12. A method for producing the acrylic rubber according to any one of claims 1 to 8,
    An emulsion preparation step for obtaining a monomer emulsion by mixing the monomer for forming the acrylic rubber with an emulsifier and water;
    A lubricant addition step of adding a lubricant to the monomer emulsion prepared in the emulsion preparation step;
    An emulsion polymerization step of obtaining an emulsion polymerization solution by emulsion polymerization of a monomer contained in the monomer emulsion added with a lubricant in the lubricant addition step;
    A method for producing acrylic rubber, comprising: a coagulation step of obtaining a water-containing crumb by adding a coagulant to the emulsion polymerization liquid and coagulating it.

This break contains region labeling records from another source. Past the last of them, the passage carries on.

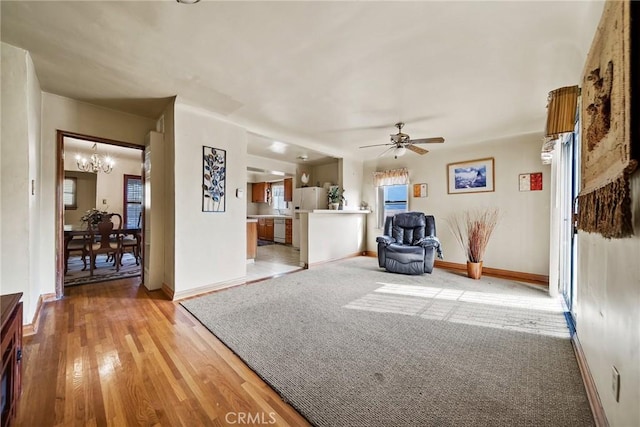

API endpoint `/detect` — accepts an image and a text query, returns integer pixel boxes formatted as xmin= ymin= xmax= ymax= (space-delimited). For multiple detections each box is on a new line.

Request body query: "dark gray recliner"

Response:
xmin=376 ymin=212 xmax=442 ymax=274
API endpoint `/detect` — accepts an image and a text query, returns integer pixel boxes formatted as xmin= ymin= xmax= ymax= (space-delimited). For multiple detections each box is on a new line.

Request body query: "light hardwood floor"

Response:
xmin=247 ymin=243 xmax=302 ymax=282
xmin=17 ymin=279 xmax=309 ymax=426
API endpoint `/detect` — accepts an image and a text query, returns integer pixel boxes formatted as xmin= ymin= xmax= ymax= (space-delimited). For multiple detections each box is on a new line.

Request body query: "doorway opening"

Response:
xmin=56 ymin=131 xmax=144 ymax=298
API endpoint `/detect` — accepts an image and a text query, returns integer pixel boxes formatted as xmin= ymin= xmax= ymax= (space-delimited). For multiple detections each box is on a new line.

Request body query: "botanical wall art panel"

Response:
xmin=202 ymin=145 xmax=227 ymax=212
xmin=447 ymin=157 xmax=495 ymax=194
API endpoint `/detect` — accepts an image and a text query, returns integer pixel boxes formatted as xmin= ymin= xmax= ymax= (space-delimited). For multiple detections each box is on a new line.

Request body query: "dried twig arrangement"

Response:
xmin=445 ymin=208 xmax=500 ymax=262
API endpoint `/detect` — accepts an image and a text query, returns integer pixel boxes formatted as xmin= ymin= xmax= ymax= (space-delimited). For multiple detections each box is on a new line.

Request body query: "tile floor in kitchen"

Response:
xmin=247 ymin=243 xmax=301 ymax=282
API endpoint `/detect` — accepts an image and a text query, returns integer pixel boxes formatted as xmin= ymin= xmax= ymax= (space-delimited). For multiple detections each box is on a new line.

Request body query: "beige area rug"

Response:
xmin=64 ymin=253 xmax=141 ymax=286
xmin=182 ymin=257 xmax=594 ymax=427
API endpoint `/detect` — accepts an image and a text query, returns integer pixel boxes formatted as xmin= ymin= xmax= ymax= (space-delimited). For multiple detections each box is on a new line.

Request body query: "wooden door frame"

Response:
xmin=55 ymin=129 xmax=146 ymax=299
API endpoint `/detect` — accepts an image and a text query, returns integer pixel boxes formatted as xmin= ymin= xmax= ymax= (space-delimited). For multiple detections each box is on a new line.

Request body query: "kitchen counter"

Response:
xmin=296 ymin=209 xmax=371 ymax=268
xmin=247 ymin=214 xmax=293 ymax=219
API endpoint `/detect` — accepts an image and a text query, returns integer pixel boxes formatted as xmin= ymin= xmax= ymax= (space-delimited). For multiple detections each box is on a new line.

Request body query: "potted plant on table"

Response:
xmin=80 ymin=208 xmax=108 ymax=230
xmin=327 ymin=185 xmax=345 ymax=210
xmin=446 ymin=208 xmax=500 ymax=279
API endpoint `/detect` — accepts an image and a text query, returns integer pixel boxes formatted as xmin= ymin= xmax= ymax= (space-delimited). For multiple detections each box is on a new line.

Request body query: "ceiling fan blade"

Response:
xmin=409 ymin=136 xmax=444 ymax=144
xmin=378 ymin=146 xmax=396 ymax=157
xmin=359 ymin=143 xmax=396 ymax=148
xmin=405 ymin=144 xmax=429 ymax=155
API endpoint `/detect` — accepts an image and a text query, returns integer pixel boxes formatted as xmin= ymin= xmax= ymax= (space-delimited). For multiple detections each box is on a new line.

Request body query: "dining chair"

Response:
xmin=64 ymin=235 xmax=89 ymax=274
xmin=86 ymin=215 xmax=122 ymax=276
xmin=120 ymin=212 xmax=142 ymax=265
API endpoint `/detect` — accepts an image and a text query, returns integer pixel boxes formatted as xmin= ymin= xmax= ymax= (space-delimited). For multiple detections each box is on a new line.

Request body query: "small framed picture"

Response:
xmin=413 ymin=183 xmax=427 ymax=197
xmin=447 ymin=157 xmax=495 ymax=194
xmin=202 ymin=145 xmax=227 ymax=212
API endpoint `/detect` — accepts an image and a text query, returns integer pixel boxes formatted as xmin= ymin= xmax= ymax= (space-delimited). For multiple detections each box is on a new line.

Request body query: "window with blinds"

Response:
xmin=271 ymin=182 xmax=286 ymax=210
xmin=122 ymin=175 xmax=143 ymax=228
xmin=62 ymin=177 xmax=78 ymax=209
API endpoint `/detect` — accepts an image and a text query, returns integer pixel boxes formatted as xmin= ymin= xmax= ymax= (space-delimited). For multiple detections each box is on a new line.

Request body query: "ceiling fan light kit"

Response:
xmin=360 ymin=122 xmax=444 ymax=159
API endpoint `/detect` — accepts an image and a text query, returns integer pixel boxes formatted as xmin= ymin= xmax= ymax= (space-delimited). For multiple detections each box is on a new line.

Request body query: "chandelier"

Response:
xmin=76 ymin=143 xmax=115 ymax=173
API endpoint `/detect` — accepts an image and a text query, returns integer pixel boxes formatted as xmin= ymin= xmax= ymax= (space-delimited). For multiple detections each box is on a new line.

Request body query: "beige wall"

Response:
xmin=171 ymin=99 xmax=247 ymax=298
xmin=309 ymin=159 xmax=339 ymax=187
xmin=338 ymin=157 xmax=362 ymax=211
xmin=64 ymin=170 xmax=97 ymax=226
xmin=161 ymin=99 xmax=176 ymax=290
xmin=576 ymin=171 xmax=640 ymax=426
xmin=0 ymin=43 xmax=45 ymax=323
xmin=363 ymin=134 xmax=550 ymax=275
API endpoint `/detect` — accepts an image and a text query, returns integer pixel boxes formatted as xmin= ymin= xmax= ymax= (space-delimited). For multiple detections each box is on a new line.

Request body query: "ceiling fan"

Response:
xmin=360 ymin=122 xmax=444 ymax=159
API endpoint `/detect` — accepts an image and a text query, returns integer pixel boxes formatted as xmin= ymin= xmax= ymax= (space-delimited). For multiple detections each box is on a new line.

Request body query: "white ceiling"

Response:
xmin=0 ymin=0 xmax=602 ymax=160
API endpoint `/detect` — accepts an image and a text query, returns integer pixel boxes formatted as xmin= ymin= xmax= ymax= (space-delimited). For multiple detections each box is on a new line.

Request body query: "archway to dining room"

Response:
xmin=56 ymin=130 xmax=145 ymax=298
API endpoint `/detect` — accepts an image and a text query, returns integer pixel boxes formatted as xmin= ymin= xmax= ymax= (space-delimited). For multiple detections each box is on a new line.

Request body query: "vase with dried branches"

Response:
xmin=445 ymin=208 xmax=500 ymax=279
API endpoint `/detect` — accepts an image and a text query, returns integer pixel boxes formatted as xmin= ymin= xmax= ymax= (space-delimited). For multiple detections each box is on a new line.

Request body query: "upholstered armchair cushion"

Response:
xmin=376 ymin=212 xmax=442 ymax=274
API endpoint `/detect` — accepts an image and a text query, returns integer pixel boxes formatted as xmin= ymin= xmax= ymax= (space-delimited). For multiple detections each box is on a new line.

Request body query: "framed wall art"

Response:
xmin=447 ymin=157 xmax=495 ymax=194
xmin=413 ymin=183 xmax=427 ymax=197
xmin=202 ymin=145 xmax=227 ymax=212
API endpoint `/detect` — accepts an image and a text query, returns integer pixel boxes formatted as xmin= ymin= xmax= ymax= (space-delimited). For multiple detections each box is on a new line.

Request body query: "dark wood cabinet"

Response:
xmin=264 ymin=218 xmax=273 ymax=242
xmin=258 ymin=218 xmax=273 ymax=241
xmin=247 ymin=221 xmax=258 ymax=259
xmin=251 ymin=182 xmax=271 ymax=203
xmin=0 ymin=292 xmax=22 ymax=427
xmin=284 ymin=178 xmax=293 ymax=202
xmin=284 ymin=218 xmax=293 ymax=245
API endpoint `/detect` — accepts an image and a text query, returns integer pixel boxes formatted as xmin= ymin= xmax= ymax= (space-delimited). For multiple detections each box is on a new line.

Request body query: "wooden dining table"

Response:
xmin=64 ymin=225 xmax=142 ymax=276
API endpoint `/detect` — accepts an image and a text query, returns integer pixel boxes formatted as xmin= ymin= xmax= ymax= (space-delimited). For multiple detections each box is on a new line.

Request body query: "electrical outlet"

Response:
xmin=611 ymin=366 xmax=620 ymax=402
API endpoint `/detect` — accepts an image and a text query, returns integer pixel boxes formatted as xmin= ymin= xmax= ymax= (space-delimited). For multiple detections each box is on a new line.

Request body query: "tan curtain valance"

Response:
xmin=545 ymin=86 xmax=580 ymax=138
xmin=373 ymin=168 xmax=409 ymax=187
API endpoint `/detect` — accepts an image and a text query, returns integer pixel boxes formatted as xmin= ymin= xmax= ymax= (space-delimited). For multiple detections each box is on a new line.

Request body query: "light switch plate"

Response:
xmin=611 ymin=366 xmax=620 ymax=402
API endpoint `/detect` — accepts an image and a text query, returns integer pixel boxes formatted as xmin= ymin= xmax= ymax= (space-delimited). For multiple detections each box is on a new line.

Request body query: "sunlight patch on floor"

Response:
xmin=344 ymin=283 xmax=570 ymax=338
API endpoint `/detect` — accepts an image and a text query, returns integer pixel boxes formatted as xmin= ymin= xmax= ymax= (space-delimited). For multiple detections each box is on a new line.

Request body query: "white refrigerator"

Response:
xmin=291 ymin=187 xmax=329 ymax=248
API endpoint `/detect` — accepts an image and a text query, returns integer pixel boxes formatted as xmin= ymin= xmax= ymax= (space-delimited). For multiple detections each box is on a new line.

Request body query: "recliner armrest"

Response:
xmin=413 ymin=236 xmax=443 ymax=259
xmin=376 ymin=236 xmax=396 ymax=245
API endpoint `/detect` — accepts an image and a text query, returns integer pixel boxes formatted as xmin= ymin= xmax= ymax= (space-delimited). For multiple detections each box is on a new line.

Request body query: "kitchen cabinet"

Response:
xmin=247 ymin=220 xmax=258 ymax=259
xmin=284 ymin=178 xmax=293 ymax=202
xmin=264 ymin=218 xmax=273 ymax=242
xmin=284 ymin=218 xmax=293 ymax=245
xmin=258 ymin=218 xmax=273 ymax=241
xmin=0 ymin=292 xmax=22 ymax=427
xmin=251 ymin=182 xmax=271 ymax=203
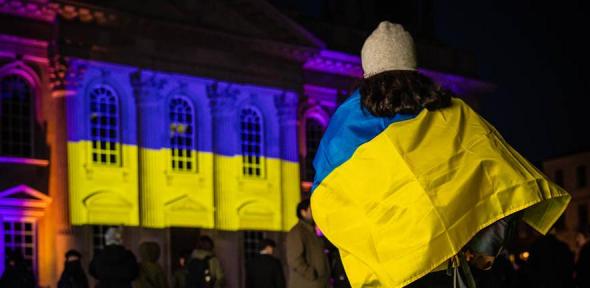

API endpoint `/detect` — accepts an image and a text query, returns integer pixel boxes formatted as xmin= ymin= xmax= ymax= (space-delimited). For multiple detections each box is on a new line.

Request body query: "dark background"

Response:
xmin=271 ymin=0 xmax=590 ymax=165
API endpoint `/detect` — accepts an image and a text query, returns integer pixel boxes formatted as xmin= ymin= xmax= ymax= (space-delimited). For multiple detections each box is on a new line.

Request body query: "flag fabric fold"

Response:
xmin=311 ymin=91 xmax=571 ymax=288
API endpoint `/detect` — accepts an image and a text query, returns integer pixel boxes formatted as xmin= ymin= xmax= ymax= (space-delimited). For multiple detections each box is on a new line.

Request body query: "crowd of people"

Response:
xmin=0 ymin=200 xmax=590 ymax=288
xmin=0 ymin=200 xmax=350 ymax=288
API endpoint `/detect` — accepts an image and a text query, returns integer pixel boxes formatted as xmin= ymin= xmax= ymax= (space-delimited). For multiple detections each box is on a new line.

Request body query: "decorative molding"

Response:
xmin=49 ymin=53 xmax=88 ymax=98
xmin=0 ymin=184 xmax=52 ymax=210
xmin=0 ymin=0 xmax=59 ymax=22
xmin=129 ymin=70 xmax=168 ymax=104
xmin=303 ymin=50 xmax=363 ymax=78
xmin=207 ymin=82 xmax=240 ymax=116
xmin=56 ymin=4 xmax=120 ymax=25
xmin=274 ymin=92 xmax=299 ymax=126
xmin=0 ymin=156 xmax=49 ymax=167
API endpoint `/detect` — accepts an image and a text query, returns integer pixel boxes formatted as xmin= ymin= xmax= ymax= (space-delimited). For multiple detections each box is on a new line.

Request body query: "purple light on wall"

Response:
xmin=303 ymin=50 xmax=363 ymax=78
xmin=0 ymin=156 xmax=49 ymax=166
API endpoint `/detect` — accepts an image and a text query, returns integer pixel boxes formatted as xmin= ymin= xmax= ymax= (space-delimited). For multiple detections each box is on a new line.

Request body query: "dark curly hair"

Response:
xmin=359 ymin=70 xmax=453 ymax=117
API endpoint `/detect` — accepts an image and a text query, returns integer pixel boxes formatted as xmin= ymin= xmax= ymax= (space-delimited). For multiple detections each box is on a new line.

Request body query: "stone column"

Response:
xmin=207 ymin=83 xmax=238 ymax=230
xmin=129 ymin=70 xmax=167 ymax=228
xmin=275 ymin=92 xmax=301 ymax=230
xmin=46 ymin=53 xmax=90 ymax=285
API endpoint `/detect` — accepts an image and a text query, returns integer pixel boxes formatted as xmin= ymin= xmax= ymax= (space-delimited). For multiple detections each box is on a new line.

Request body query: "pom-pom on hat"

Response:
xmin=361 ymin=21 xmax=416 ymax=78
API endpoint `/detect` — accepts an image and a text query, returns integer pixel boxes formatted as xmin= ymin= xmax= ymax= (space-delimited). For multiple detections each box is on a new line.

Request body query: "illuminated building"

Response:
xmin=0 ymin=0 xmax=491 ymax=287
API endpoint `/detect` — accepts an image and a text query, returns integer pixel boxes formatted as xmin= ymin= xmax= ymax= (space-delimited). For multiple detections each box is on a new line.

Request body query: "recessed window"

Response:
xmin=303 ymin=117 xmax=324 ymax=182
xmin=576 ymin=166 xmax=588 ymax=188
xmin=240 ymin=108 xmax=264 ymax=178
xmin=2 ymin=220 xmax=37 ymax=271
xmin=169 ymin=97 xmax=197 ymax=172
xmin=89 ymin=85 xmax=121 ymax=166
xmin=244 ymin=231 xmax=264 ymax=260
xmin=553 ymin=169 xmax=563 ymax=187
xmin=0 ymin=75 xmax=34 ymax=157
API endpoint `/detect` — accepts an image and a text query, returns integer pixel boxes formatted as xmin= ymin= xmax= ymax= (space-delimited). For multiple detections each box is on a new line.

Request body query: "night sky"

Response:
xmin=271 ymin=0 xmax=590 ymax=165
xmin=434 ymin=0 xmax=590 ymax=164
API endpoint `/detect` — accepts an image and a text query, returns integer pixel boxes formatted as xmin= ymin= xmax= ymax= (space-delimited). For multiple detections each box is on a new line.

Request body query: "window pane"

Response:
xmin=168 ymin=96 xmax=197 ymax=172
xmin=0 ymin=75 xmax=34 ymax=157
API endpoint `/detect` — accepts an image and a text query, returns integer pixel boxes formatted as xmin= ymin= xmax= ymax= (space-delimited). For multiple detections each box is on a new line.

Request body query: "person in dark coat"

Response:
xmin=287 ymin=199 xmax=330 ymax=288
xmin=57 ymin=249 xmax=88 ymax=288
xmin=135 ymin=241 xmax=168 ymax=288
xmin=528 ymin=232 xmax=574 ymax=288
xmin=0 ymin=250 xmax=37 ymax=288
xmin=89 ymin=227 xmax=139 ymax=288
xmin=246 ymin=239 xmax=285 ymax=288
xmin=171 ymin=250 xmax=192 ymax=288
xmin=576 ymin=227 xmax=590 ymax=287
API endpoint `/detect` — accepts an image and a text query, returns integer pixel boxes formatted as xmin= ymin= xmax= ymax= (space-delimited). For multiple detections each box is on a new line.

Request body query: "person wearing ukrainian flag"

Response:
xmin=311 ymin=22 xmax=571 ymax=288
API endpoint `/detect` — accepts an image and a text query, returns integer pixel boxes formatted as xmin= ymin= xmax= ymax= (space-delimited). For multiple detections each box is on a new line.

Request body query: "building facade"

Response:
xmin=0 ymin=0 xmax=492 ymax=287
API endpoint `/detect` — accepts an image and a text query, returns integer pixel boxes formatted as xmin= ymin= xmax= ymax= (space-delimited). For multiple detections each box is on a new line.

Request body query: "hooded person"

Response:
xmin=135 ymin=241 xmax=168 ymax=288
xmin=57 ymin=249 xmax=88 ymax=288
xmin=186 ymin=235 xmax=225 ymax=288
xmin=88 ymin=227 xmax=139 ymax=288
xmin=311 ymin=22 xmax=571 ymax=288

13. The amount of the lubricant added in the lubricant addition step is 0.1 to 0.4 parts by weight with respect to 100 parts by weight of the acrylic rubber component contained in the emulsion polymerization liquid. A method for producing acrylic rubber.
14. The acrylic rubber according to claim 13, wherein an amount of the lubricant added in the lubricant adding step is 0.2 to 0.3 parts by weight with respect to 100 parts by weight of the acrylic rubber component contained in the emulsion polymerization liquid. Manufacturing method.
15. The method for producing acrylic rubber according to any one of claims 10 to 14, wherein the emulsion polymerization of the monomer in the emulsion polymerization step is performed in the presence of a nonionic emulsifier and an anionic emulsifier.
16. The method for producing an acrylic rubber according to claim 15, wherein the amount of the nonionic emulsifier and the anionic emulsifier used is 50/50 to 75/25 in a weight ratio of nonionic emulsifier / anionic emulsifier.
17. In the emulsion polymerization step, the emulsion polymerization reaction is performed while continuously dropping the monomer, the polymerization initiator, and the reducing agent for forming the acrylic rubber into the polymerization reaction system from the start of the polymerization reaction to an arbitrary time. The method for producing an acrylic rubber according to any one of claims 11 to 16.
18. While the monomer for forming the acrylic rubber is continuously added dropwise to the polymerization reaction system from the start of the polymerization reaction to an arbitrary time in the state of a monomer emulsion mixed with an emulsifier and water. The method for producing an acrylic rubber according to claim 17, wherein an emulsion polymerization reaction is performed.